Eudora Welty, Charles Dickens, and Sue Grafton are not weird; they are normal fiction writers, says Multiple Identity Literary Theory
Interviewer: Do you mean you sound out a story when you write it?
Eudora Welty: I just hear it when I’m writing it. It comes to me that way. In everything I read. I hear the voice of I know not Who. Not my voice. I hear everything being read to me as I read it off the page (1, p. 269).
Eudora Welty: I write for the sake of the story. The story is everything. I am just the instrument (1, p. 346).
Interviewer: Please talk about how you feel or the state you’re in when you’re hard at work on a story or a novel.

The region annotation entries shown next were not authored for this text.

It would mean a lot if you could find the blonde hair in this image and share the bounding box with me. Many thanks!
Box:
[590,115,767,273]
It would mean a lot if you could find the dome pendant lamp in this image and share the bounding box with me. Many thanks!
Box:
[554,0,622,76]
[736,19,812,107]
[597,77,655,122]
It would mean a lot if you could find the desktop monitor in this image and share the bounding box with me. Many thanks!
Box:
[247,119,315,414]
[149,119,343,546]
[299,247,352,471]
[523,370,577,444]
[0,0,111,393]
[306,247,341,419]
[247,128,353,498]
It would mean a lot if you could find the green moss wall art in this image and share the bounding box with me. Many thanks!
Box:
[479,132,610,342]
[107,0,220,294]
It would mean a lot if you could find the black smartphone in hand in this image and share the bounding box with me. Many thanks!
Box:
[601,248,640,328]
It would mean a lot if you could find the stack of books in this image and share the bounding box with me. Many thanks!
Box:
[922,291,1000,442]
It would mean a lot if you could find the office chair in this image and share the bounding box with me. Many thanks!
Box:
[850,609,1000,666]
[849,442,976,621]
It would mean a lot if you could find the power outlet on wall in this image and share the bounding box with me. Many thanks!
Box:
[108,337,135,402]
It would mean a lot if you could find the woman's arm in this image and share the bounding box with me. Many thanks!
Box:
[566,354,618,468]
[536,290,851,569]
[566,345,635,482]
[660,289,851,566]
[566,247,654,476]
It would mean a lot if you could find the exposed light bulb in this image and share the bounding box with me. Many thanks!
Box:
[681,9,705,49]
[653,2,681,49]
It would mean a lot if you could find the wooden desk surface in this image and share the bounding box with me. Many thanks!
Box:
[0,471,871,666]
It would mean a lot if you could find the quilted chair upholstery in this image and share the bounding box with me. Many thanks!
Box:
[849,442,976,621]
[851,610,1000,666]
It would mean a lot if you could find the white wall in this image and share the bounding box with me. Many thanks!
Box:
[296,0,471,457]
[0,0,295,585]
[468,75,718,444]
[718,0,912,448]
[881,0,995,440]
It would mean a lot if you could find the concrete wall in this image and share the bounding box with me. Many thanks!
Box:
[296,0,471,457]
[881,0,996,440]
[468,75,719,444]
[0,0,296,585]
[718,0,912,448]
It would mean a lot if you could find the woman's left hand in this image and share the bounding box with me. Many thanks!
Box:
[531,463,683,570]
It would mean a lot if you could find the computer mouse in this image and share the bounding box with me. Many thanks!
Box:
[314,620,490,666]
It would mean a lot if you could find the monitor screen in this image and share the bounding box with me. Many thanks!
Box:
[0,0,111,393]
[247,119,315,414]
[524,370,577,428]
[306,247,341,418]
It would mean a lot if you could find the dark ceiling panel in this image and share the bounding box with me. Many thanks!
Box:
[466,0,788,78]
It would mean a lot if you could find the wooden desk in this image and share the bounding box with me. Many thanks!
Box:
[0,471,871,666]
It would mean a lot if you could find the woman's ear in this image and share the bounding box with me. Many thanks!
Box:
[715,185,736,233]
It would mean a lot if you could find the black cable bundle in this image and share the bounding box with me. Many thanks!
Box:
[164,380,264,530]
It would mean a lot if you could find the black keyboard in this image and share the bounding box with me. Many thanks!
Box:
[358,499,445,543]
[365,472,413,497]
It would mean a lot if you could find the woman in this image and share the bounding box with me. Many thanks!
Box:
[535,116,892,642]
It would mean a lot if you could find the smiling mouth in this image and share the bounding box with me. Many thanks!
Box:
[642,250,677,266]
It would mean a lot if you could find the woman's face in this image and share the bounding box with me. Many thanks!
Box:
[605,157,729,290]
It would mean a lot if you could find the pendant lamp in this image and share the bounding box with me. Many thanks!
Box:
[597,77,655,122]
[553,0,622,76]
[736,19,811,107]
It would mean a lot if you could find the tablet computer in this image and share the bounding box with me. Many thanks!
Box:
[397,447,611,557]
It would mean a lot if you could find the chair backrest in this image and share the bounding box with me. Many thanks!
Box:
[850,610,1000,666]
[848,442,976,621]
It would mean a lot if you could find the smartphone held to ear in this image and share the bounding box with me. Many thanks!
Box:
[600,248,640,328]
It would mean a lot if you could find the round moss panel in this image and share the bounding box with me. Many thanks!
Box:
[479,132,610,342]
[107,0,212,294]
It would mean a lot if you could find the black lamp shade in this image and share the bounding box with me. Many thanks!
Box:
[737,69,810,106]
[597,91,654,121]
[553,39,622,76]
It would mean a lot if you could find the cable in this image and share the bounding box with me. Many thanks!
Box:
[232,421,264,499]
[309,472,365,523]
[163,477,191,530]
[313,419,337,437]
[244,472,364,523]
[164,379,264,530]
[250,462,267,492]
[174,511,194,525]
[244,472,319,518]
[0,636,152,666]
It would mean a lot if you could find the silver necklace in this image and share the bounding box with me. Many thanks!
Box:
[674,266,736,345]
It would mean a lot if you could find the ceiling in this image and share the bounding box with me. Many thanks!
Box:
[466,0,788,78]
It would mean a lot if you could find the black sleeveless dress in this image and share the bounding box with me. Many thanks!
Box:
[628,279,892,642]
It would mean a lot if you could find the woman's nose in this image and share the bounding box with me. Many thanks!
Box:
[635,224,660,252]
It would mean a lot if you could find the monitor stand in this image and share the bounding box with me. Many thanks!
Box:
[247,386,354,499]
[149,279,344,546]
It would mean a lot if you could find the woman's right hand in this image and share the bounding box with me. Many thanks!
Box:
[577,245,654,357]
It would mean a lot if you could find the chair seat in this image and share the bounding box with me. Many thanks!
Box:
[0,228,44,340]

Eudora Welty: I think you’re unconscious of the state you’re in, because you’re not thinking about yourself…The work teaches you about the work ahead…What your mind does is so peculiar…It was on automatic drive…
Interviewer: It was as if, at some level in you, the whole thing was there, and pieces were just floating up…

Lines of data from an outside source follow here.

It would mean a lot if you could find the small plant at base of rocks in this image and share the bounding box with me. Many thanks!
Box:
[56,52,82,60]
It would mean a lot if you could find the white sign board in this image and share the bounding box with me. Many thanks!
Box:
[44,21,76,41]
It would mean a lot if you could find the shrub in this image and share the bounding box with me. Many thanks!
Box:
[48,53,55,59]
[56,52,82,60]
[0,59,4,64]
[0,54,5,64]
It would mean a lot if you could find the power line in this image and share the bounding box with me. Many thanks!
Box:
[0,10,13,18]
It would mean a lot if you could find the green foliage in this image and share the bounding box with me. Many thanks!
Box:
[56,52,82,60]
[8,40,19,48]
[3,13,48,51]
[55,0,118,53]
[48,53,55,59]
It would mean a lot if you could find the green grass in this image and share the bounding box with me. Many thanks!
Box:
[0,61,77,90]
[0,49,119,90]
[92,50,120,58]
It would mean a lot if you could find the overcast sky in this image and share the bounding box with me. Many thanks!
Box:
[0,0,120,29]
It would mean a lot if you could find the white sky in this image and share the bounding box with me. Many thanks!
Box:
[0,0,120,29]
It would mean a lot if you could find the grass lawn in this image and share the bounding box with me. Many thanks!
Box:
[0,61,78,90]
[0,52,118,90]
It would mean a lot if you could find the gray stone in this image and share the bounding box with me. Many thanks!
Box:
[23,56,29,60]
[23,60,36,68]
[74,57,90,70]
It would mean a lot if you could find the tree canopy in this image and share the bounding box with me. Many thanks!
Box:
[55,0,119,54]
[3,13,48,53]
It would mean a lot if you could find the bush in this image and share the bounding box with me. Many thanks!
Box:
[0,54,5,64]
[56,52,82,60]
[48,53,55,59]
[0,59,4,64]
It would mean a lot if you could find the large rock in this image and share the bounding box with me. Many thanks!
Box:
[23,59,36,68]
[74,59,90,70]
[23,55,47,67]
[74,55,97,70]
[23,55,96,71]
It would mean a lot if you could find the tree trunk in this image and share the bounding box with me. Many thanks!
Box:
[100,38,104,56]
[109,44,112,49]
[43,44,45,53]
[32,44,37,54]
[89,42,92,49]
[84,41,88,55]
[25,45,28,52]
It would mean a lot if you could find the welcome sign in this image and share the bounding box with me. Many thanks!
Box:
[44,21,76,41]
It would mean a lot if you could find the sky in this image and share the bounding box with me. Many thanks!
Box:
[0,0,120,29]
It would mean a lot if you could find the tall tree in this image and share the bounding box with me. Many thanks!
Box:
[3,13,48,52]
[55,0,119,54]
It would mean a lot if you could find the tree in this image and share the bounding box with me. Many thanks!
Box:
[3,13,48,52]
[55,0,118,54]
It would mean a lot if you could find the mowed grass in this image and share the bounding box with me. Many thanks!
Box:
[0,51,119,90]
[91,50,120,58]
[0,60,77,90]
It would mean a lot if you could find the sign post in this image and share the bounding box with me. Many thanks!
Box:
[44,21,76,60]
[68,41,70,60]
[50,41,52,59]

Eudora Welty: It was really weird. The mind is very strange (2, pp. 173-175).
Eudora Welty says that she hears a voice of someone—she doesn’t know who is speaking—but she’s sure it’s not her own voice. She, herself, is the tool or instrument of the story that is provided to her. Her own mind, controlled by the voice and story, is on automatic. It’s as if the story was already there and floats up to her consciousness.
Welty says that the creative writing process is “weird” and “the mind is very strange.” But readers of this blog know that Welty is not weird or strange, because we have heard other great fiction writers say similar things. To cite two examples: Charles Dickens confided that he, himself, did not “invent” his characters and stories. And Sue Grafton says that she has several personalities, that her novels seem to exist before she writes them, and that she just “discovers” them.
Multiple Identity Literary Theory says that these writers are not weird, strange, or crazy. They have a normal, literary version of multiple personality, and make professional use of it.
1. Peggy Whitman Prenshaw (ed). Conversations with Eudora Welty. Jackson, University Press of Mississippi, 1984.
2. Peggy Whitman Prenshaw (ed). More Conversations with Eudora Welty. Jackson, University Press of Mississippi, 1996.